![]() |
Ilustrasi |
Dijelaskan dalam kitab Min Ushul Aqidah Ahlussunnah Wal Jama'ah karya Syaikh Shalih al Fauzan hafidzahullah, "Bahwa diantara prinsip aqidah Ahlussunnah wal Jama'ah adalah wajib taat kepada pemimpin kaum muslimin selama mereka tidak memerintahkan untuk berbuat maksiat. Apabila mereka memerintahkan berbuat maksiat di kala itu kita dilarang untuk mentaatinya namun tetap wajib taat dalam kebenaran lainnya". Dalilnya adalah firman Allah Ta’ala,
يَـٰٓأَيُّهَا ٱلَّذِينَ ءَامَنُوٓا۟
أَطِيعُوا۟ ٱللَّهَ وَأَطِيعُوا۟ ٱلرَّسُولَ وَأُو۟لِى ٱلْأَمْرِ مِنكُمْ ۖ
"Hai orang-orang yang beriman, taatilah Allah dan
taatilah Rasul (Nya), dan ulil amri di antara kamu."(QS. An-Nisa : 59)
Jika kita perhatikan dalam ayat ini, Allah menjadikan
ketaatan kepada pemimpin pada urutan ketiga setelah ketaatan pada Allah dan
Rasul-Nya. Namun, untuk pemimpin di sini tidaklah datang dengan lafazh
"Ati'u" taatilah !!! karena ketaatan kepada pemimpin merupakan taabi'
(ikutan) dari ketaatan kepada Allah dan Rasul-Nya shallallahu ‘alaihi wa
sallam.
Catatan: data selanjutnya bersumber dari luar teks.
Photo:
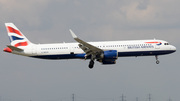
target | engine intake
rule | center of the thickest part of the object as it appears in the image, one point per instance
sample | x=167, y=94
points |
x=109, y=57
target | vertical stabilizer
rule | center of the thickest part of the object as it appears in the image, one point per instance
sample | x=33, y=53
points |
x=15, y=36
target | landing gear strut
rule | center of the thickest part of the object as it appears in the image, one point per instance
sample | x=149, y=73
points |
x=91, y=64
x=157, y=61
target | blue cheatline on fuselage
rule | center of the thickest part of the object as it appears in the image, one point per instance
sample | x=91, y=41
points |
x=120, y=54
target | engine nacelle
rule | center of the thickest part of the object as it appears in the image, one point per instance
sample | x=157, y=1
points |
x=108, y=61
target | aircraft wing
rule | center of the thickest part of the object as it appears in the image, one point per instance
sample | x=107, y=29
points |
x=86, y=47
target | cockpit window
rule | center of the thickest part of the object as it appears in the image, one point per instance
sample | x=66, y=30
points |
x=166, y=43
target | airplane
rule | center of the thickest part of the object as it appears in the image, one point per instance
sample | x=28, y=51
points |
x=105, y=52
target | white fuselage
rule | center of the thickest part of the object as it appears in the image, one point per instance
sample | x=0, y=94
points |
x=124, y=48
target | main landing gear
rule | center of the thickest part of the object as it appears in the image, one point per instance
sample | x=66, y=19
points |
x=157, y=61
x=91, y=64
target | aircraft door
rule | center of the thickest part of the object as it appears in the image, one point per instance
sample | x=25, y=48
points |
x=34, y=50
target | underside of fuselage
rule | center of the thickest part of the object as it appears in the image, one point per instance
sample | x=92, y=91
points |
x=120, y=54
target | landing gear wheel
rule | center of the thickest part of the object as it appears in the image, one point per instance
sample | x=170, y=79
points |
x=91, y=64
x=157, y=62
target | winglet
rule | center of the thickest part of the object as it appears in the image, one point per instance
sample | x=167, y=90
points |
x=72, y=33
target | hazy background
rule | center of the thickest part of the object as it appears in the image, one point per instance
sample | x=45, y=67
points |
x=49, y=21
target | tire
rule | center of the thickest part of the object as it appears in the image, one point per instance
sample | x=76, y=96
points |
x=157, y=62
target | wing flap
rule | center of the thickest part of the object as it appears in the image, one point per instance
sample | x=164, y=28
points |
x=86, y=47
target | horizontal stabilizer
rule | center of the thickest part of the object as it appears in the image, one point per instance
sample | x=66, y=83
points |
x=14, y=48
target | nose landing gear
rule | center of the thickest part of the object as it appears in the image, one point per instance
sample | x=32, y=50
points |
x=157, y=61
x=91, y=64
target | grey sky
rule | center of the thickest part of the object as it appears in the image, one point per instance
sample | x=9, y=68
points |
x=49, y=21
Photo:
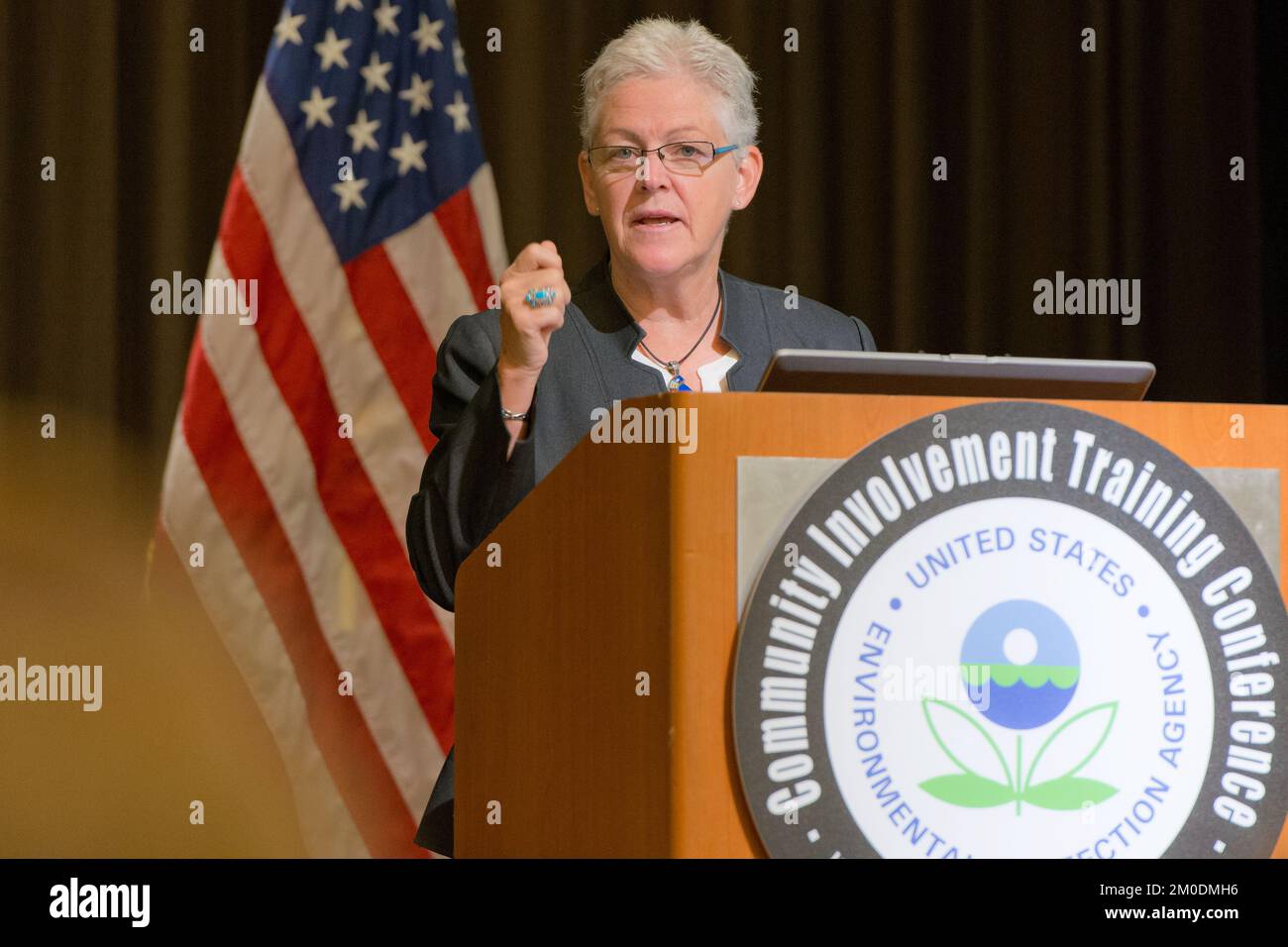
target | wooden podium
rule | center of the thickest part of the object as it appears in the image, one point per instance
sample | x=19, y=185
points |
x=618, y=573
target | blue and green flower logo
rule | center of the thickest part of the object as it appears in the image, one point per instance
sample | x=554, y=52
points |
x=1021, y=668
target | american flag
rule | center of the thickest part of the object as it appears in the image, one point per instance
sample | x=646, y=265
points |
x=364, y=206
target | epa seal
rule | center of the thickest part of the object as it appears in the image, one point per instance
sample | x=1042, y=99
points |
x=1014, y=629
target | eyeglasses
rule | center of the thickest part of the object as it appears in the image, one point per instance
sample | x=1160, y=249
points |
x=679, y=158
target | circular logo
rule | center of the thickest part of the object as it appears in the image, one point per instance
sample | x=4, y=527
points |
x=1034, y=634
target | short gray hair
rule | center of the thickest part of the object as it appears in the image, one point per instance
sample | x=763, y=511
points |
x=664, y=47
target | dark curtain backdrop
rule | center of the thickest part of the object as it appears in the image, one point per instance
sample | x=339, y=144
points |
x=1113, y=163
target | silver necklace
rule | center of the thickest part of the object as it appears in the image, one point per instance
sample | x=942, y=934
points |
x=677, y=382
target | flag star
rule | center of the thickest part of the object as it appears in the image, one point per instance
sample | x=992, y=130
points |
x=375, y=72
x=318, y=108
x=385, y=17
x=417, y=94
x=428, y=34
x=408, y=155
x=351, y=193
x=331, y=50
x=361, y=133
x=287, y=30
x=460, y=112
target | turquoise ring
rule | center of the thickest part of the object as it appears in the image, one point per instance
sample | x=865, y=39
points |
x=536, y=298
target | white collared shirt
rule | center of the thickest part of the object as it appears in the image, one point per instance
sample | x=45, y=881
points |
x=712, y=373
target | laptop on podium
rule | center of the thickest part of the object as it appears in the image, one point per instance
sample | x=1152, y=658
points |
x=954, y=375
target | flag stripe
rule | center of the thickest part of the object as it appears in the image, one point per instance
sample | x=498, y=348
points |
x=344, y=612
x=462, y=230
x=347, y=493
x=395, y=333
x=342, y=735
x=425, y=265
x=235, y=611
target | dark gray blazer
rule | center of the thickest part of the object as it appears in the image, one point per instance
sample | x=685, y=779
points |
x=468, y=487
Artinya taat kepada Allah dan Rasulnya adalah hal yang Mutlaq (wajib
ditaati), adapun taat kepada pemerintah bukan hal yang mutlaq, sehingga ketika
pemerintah kita mengajak atau memerintahkan pada jalan kemaksiatan maka kita
tidak wajib metaatinya. Namun kita tidak boleh memberotaknya, atau
megkudetannya dan kita wajib taat pada perkara mubah (yang dibolehkan) lainnya.
Sebagaimana Rasulullah shallallahu’alaihi wasallam bersabda,,
لَا طَاعَةَ فِي مَعْصِيَةٍ إِنَّمَا
الطَّاعَةُ فِي الْمَعْرُوفِ
“Tidak ada ketaatan di dalam maksiat, taat itu hanya dalam
perkara yang ma’ruf” (HR Bukhari, no. 7257; Muslim, no. 1840).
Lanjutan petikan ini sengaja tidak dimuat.